Berkaitan dengan status ekonomi, setiap keluarga memiliki status ekonomi yang bervariasi satu sama lain. Ada keluarga yang berstatus ekonomi tinggi, menengah, dan rendah.
MOTIVASI
Sehingga SES dapat dikatakan memiliki korelasi yang tinggi dengan peraihan prestasi. Dimana prestasi belajar yang baik merupakan faktor penunjang keberhasilan seseorang dalam usaha memperbaiki taraf hidupnya. Faktor-faktor yang berpengaruh terhadap prestasi belajar meliputi factor internal dan factor eksternal (Winkel, 1996). Faktor internal antara lain intelegensi, motivasi belajar, sikap dan minat terhadap pendidikan, dan kondisi fisik siswa.

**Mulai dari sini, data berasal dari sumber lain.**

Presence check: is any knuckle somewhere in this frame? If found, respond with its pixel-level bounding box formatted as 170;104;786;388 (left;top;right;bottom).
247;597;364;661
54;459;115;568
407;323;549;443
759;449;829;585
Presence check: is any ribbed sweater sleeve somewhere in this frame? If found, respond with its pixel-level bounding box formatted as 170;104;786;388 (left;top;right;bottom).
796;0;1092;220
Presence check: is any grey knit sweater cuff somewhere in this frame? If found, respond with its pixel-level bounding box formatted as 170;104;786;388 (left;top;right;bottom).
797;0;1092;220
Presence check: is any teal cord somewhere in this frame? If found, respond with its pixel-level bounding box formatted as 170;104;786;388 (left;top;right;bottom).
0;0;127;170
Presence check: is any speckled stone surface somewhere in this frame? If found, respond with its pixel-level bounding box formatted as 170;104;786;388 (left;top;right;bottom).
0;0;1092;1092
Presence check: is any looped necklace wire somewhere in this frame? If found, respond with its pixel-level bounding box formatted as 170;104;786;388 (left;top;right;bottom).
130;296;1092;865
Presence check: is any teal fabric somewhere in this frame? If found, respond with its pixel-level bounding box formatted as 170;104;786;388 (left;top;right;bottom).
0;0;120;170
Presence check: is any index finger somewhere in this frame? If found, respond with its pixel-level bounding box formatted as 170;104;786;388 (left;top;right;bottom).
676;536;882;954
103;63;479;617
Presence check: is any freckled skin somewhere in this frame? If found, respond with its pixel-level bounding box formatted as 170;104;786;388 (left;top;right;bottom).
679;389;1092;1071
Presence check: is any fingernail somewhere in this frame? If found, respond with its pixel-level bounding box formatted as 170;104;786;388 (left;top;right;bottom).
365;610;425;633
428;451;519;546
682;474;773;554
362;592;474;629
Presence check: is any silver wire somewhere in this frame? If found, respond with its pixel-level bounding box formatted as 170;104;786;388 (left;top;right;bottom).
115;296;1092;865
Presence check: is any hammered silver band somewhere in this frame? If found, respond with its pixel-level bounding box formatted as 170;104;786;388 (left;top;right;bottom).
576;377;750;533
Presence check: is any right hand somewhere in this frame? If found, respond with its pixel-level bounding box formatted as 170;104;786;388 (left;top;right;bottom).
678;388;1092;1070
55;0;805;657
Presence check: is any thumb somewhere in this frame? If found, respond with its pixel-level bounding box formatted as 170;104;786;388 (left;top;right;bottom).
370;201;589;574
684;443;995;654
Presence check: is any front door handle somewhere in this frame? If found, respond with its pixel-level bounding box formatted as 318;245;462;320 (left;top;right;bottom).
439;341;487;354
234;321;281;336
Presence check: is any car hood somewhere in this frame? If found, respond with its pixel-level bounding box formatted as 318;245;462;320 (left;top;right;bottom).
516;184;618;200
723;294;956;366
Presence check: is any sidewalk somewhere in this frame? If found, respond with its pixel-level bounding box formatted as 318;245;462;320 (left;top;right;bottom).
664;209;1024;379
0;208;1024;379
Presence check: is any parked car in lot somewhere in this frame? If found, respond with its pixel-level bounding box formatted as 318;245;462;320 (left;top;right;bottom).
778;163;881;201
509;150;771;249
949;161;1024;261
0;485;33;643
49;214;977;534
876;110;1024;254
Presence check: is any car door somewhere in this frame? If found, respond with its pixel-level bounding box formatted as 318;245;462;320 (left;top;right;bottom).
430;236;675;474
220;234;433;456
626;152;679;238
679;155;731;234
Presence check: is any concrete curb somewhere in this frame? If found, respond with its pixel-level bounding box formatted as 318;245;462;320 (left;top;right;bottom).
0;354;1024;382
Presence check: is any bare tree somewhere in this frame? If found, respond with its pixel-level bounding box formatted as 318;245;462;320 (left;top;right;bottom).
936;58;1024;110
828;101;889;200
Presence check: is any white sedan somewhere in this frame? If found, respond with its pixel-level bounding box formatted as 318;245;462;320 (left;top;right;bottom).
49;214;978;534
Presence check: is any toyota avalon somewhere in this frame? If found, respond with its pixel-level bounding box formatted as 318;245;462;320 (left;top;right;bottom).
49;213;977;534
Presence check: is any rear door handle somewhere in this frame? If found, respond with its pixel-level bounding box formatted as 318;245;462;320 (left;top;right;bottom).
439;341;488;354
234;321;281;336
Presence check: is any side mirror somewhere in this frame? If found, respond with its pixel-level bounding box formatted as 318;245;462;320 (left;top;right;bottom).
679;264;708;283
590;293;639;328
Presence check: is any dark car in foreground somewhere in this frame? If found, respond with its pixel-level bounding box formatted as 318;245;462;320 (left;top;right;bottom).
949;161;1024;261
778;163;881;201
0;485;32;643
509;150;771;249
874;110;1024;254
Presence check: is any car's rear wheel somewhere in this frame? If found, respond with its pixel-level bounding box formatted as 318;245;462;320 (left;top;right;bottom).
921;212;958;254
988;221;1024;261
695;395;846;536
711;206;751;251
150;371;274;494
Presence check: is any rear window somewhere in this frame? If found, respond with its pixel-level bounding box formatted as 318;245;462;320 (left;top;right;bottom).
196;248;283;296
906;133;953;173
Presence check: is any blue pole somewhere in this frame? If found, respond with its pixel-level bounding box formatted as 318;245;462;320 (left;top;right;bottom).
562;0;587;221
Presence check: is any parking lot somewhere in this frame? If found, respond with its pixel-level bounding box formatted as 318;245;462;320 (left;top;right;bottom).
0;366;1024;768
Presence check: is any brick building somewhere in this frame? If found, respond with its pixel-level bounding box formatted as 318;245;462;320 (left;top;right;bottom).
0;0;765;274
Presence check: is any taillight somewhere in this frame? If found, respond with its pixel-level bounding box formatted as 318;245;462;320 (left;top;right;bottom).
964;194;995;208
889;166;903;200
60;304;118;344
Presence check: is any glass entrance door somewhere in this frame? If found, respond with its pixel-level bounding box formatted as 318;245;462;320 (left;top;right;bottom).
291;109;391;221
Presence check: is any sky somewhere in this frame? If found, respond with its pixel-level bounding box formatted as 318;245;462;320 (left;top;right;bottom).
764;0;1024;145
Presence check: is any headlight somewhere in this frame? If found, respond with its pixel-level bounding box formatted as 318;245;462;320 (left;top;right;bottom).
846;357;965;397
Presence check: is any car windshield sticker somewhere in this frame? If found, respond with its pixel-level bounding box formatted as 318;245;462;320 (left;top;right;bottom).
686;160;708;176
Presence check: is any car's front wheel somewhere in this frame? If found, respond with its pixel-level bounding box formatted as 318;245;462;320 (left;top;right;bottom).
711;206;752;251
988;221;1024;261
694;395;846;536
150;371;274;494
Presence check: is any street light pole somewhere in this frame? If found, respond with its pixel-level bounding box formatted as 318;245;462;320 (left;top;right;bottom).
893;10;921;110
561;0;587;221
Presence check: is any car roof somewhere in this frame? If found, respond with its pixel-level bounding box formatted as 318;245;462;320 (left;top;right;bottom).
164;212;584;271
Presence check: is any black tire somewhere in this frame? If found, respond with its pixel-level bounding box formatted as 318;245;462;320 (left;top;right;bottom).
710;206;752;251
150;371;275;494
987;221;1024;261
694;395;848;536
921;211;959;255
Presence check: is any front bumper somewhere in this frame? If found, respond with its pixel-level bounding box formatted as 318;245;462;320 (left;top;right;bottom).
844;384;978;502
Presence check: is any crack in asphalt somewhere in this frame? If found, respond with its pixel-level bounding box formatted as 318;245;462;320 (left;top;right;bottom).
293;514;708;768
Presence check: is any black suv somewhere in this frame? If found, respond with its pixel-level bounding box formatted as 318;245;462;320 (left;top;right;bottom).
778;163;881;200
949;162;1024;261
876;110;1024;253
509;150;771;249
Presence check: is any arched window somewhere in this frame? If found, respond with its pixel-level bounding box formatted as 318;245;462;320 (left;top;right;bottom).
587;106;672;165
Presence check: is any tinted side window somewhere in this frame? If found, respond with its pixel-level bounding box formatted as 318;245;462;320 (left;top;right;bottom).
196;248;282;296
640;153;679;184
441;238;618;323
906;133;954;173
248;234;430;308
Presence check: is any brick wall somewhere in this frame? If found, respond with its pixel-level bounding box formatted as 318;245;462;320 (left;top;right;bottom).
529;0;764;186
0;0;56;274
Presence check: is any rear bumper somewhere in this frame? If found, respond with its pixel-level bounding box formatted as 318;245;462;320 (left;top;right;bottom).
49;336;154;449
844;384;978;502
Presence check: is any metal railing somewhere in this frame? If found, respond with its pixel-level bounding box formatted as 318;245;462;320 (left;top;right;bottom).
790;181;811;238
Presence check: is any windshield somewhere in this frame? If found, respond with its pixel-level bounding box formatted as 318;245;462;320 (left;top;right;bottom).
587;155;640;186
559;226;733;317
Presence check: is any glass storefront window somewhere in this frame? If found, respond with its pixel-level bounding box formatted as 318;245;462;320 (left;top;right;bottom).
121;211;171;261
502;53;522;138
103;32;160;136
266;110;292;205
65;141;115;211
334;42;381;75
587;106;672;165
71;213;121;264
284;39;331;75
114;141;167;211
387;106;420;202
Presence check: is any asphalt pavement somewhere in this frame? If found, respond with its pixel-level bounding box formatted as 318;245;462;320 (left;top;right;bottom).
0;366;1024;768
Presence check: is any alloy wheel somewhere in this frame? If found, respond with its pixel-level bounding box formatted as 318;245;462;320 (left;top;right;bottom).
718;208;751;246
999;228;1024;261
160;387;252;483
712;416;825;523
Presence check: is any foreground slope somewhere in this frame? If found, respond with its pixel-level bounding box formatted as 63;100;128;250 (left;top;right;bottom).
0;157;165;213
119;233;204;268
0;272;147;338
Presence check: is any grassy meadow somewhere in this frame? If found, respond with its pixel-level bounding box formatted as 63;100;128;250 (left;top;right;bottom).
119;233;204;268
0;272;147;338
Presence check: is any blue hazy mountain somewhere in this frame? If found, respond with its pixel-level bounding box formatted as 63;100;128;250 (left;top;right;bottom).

Faktor eksternal di antaranya keluarga, sekolah, tempat tinggal, dan keadaan situasional (social, politik, ekonomi).
MIDDLE CHILDHOOD
Pada tahapan middle childhood, kepekaan anak terhadap opini orang lain mengenai usahanya mulai tumbuh, hal tersebut menyebabkan anak-anak yang berada pada tahapan ini sangat peduli dengan tanggapan orang lain terhadap dirinya, bagaimana orang lain menilai dirinya. Selain itu, pada tahapan ini, anak-anak mulai memilih untuk menghabiskan waktunya dengan melakukan aktivitas bersama dengan teman-teman sebayanya. Dalam hal prestasi, anak-anak yang berada pada tahapan ini menjadi lebih berorientasi terhadap performa mereka jika dibandingkan dengan di saat mereka berada pada tahapan usia sebelumnya, yaitu early childhood. Pada awal tahap middle childhood anak menunjukkan keoptimisan akan kemampuan yang mereka miliki (Stipek & Hoffman, 1980 dalam Seifert & Hoffnung).
.
Menurut Piaget, anak-anak pada masa middle childhood berada pada tahap concrete operational, dimana aktivitas mental terfokus pada sesuatau yang secara nyata dapat mereka lihat dan sentuh (Seifert & Hoffnung, 1997). Pada tahapan ini, telah terjadi berbagai kemajuan secara kognitif dibandingkan dengan tahapan sebelumnya. Beberapa contoh perkembangan tersebut meliputi perkembangan bahasa dan perkembangan daya ingat. Dalam hal perkembangan bahasa, anak telah mampu memahami kalimat metafora sedangkan dalam hal daya ingat, STM (Short Term Memory) telah mengalami perkembangan, pada tahapan ini anak juga sudah mengalami banyak kemajuan dalam hal recall memory meskipun masih belum sebaik orang dewasa (Swanson, et.al., 1993 dalam Seifert & Hoffnung). Selain perkembangan dalam aspek kognitif, pada tahapan middle childhood juga terjadi berbagai perubahan aspek psikososial. Perkembangan aspek psikososial pada tahapan ini meliputi:
-
Tantangan untuk mengetahui identitias diri,
-
Tantangan untuk menggapai prestasi tertentu,
-
Tantangan dalam hal pertemanan dengan teman sebaya,
-
Tantangan dalam hal hubungan dengan keluarga,
-
Tantangan di sekolah (Seifert & Hoffnung, 1997).